Euro zone sources said on Friday a special summit could take place in early March.
Two euro zone sources told Reuters on Friday that German central bank chief Axel Weber had suggested extending the Greek and Irish rescue loans to 30 years from three and seven years respectively, which could help both countries avoid restructuring their debts to the private sector.
Germany is pushing its euro zone partners to adopt binding national fiscal rules similar to its “debt brake” constitutional amendment which forces the government to slash its deficit.
Diamond said he expected there would still be tension on bond markets because of the problems of individual euro zone countries, but there was no longer a systemic danger.
“I don’t think volatility in the markets has gone. But what was an acute issue a year ago is at worst a chronic issue today,” he said, citing the political commitment from euro zone leaders to defend their currency.

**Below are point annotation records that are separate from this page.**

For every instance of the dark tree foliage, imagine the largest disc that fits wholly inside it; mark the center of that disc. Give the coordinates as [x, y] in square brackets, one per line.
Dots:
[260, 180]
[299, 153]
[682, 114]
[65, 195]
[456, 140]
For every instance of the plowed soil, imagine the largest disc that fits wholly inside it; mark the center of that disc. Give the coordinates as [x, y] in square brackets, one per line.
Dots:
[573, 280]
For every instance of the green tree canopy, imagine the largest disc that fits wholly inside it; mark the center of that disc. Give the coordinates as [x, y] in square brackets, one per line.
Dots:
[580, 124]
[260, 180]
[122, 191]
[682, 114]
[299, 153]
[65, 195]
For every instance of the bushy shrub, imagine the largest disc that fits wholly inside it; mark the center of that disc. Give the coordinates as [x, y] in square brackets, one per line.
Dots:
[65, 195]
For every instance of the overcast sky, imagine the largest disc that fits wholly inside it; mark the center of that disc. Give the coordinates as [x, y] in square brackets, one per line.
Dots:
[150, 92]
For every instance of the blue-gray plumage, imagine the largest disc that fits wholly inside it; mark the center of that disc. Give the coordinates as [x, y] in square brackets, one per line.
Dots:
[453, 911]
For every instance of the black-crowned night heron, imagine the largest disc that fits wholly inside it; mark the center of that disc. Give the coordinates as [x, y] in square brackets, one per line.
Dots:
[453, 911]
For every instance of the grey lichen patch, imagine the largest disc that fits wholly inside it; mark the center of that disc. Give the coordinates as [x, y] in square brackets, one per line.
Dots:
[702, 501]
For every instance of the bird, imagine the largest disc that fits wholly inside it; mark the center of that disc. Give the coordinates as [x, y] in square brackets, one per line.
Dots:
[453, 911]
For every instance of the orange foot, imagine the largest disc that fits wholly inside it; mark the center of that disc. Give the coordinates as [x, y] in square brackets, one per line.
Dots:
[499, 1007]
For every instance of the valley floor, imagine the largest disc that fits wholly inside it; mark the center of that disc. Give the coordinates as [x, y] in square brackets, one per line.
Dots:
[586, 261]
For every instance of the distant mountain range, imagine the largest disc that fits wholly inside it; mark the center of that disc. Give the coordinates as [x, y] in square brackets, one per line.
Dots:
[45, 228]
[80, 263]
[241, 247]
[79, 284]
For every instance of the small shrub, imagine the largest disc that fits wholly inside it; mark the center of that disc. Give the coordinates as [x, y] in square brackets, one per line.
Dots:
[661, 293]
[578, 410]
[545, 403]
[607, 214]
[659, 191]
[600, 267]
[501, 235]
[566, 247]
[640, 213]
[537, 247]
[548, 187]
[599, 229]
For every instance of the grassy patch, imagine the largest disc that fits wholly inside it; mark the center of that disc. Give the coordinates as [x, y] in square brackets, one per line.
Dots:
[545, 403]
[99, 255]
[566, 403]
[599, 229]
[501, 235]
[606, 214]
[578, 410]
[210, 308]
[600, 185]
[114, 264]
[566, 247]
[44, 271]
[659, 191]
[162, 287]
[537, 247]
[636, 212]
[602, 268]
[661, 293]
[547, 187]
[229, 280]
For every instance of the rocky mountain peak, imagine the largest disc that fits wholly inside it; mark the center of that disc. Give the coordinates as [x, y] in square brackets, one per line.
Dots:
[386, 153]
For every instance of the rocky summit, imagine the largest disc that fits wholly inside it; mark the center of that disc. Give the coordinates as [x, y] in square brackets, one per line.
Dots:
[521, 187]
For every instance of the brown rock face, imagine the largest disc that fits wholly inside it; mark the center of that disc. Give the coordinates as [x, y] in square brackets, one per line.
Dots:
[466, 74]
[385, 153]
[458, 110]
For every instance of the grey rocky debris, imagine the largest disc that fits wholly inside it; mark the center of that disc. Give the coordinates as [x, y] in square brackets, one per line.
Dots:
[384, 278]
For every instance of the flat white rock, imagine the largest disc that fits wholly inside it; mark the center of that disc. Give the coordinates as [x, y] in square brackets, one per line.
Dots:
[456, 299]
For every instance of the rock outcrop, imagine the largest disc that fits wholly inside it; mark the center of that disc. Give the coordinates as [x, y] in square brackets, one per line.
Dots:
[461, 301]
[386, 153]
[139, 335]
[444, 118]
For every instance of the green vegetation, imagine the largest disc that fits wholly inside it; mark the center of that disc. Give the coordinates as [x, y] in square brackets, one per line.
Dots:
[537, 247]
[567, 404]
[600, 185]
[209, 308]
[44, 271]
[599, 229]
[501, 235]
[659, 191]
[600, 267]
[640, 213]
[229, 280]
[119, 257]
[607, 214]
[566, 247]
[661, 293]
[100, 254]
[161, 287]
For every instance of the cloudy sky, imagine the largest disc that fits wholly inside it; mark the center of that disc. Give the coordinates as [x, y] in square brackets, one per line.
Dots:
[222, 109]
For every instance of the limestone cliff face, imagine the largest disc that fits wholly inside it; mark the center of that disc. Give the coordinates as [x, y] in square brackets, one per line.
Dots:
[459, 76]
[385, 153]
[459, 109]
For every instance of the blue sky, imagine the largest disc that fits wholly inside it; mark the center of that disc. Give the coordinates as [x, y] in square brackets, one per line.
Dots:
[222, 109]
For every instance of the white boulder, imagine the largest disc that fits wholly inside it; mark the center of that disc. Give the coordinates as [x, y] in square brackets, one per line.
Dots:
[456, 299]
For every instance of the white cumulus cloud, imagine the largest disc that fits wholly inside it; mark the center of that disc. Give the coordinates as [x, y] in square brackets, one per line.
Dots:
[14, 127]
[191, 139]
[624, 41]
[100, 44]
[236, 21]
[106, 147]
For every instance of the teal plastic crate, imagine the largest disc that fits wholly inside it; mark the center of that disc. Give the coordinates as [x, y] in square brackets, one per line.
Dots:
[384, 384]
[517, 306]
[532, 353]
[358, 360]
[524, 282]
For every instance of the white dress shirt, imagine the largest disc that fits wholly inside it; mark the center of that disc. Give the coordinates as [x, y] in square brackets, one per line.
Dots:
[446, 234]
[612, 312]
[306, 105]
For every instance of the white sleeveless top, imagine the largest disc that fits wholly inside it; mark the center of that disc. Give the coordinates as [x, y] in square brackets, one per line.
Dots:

Chancellor George Osborne, a eurosceptic whose government has vowed never to join the euro, said Europe was doing two out of three things right.
“The euro zone themselves are working flat out on a permanent stability mechanism. The UK has a huge interest in seeing that succeed and we’re contributing in terms of providing technical expertise,” he told the same panel.
“Individual countries are putting their own houses in order. Countries like Portugal and Spain are taking difficult decisions to address the problems,” he added.
However, Osborne said the EU needed “one more heave” to drive forward further liberalisation of its internal market and make Europe a more competitive place to do business.
Much of the debate on solutions to the euro zone crisis has focussed on increasing the size and effective lending capacity of the 440 billion euro European Financial Stability Facility and giving it the power to buy sovereign bonds or give countries flexible credit lines before they lose access to credit markets.
Germany no longer appears to rule this out categorically but wants to focus the negotiation on its demands for tougher fiscal discipline and reforms of labour markets, pension and education systems.
In a newspaper interview released on Saturday, Schaeuble criticised talk of expanding the EFSF.
“Those who focus the debate on this question prevents us from coming to a sustainable package solution,” he said in advance excerpts of the Wirtschaftswoche business magazine.
“It is not sensible to address the matter only in terms of whether the fund should be increased, or made so that its resources can be better deployed,” he added.
Schaeuble and Chancellor Angela Merkel have in the past ruled out increasing the size of EFSF, wary in a year with seven regional German elections of alienating taxpayers fed up with being a backstop for the euro zone.
They are focussing instead on finding ways to maximise the full capacity of the EFSF, whose effective lending clout is really only about 250 billion euros because of the guarantee system required to maintain its triple-A credit rating.